In order to enjoy the benefits of the lower capital gains rate, however, you must have sold or exchanged a “capital asset.” While that sounds simple enough, what consitutes a capital asset is has been heavily litigated; the vague definition in Section 1221 serving as the culprit.
Section 1221, to its detriment, defines capital assets by exclusion: a capital asset is any asset other than inventory, depreciable property, a copyright or similar right, accounts receivables, and some lesser-seen asset types we won’t touch on here.
Due to this ambiguity, taxpayers have long tried to treat certain assets, such as stock exchange seats, lottery tickets, contract rights and solar credits, as capital assets.
Today, in Tempel v. Commissioner, 136 T.C. 15 (2011), the Tax Court tackled this issue once more, and determined that the sale of Colorado state tax credits generated capital gain. In Tempel, the taxpayer made a qualified conservation easement donation and received credits to offset Colorado state income tax. Colorado allows you to sell your tax credits, and the taxpayer did, reporting the gain as capital gain.
The Tax Court agreed, basing their decision on the fact that 1) the state credits were not one of the stautorily-excluded classes of assets considered not to be capital assets under Section 1221, and 2) the “replacement of ordinary income” doctrine did not apply.
The replacement of ordinary income doctrine dictates that you can’t sell an asset that would have otherwise generated ordinary income and treat the sale as capital gain. For example, if Joe wins the lottery and is entitled to $100,000 a year for 10 years, he has a choice. He can sit back and collect his winnings, and each payment will generate ordinary income to him. Conversely, he could sell the right to the future payments for say, $800,000, and try to treat the sale of the lottery ticket as a capital asset, resulting in $800,000 of capital gain. This position will fail, however, because the “replacement of ordinary income” doctrine will remove the lottery ticket from the definition of capital assets, since if Joe simply collected his winnings, they would have been taxed as ordinary income.
The Tax Court did not agree with the IRS’s contention that the sale of state tax credits was merely a substitute for ordinary income. The credits merely represented the right to reduce a taxpayer’s state income tax liability; and a lesser tax bill is not the same as the taxpayer generating ordinary income. It’s important to note, while the court agreed that the credits were capital assets, they also concluded that the holding period of the credits started on the day they were granted; not on the day the underlying land was purchased.

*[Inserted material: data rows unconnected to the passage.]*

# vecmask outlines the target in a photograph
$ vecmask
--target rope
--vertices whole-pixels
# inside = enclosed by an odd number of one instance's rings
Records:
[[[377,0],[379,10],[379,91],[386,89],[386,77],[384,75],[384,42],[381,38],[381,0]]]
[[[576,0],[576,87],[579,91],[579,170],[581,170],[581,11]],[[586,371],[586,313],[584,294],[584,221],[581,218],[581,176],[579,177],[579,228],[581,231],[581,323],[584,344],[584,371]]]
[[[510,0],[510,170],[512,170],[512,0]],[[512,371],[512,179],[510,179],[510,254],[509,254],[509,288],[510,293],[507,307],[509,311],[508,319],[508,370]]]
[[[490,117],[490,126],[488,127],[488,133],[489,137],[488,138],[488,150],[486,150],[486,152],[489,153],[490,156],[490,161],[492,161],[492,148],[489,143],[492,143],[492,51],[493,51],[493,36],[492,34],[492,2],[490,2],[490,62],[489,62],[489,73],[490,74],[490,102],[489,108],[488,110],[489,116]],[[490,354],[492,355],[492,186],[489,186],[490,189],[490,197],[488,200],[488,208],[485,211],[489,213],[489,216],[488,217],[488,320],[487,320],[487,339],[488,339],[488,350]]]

This meant the capital gain was short-term, rather than long-term.
While the taxation of the sale of lottery tickets is well established, it will be interesting to see if this case has implications for assets whose classification is still uncertain, such as SRECs (solar renewable energy certificates) and PSLs (personal seat licenses granting the taxpayer the right to purchase season tickets for professional sports teams).
Could the same methodolgy implemented in Tempel — simply running through the gamut of Section 1221 exclusions and the replacement of ordinary income doctrine — be utilized to conclude that SRECs or PSLs are capital assets?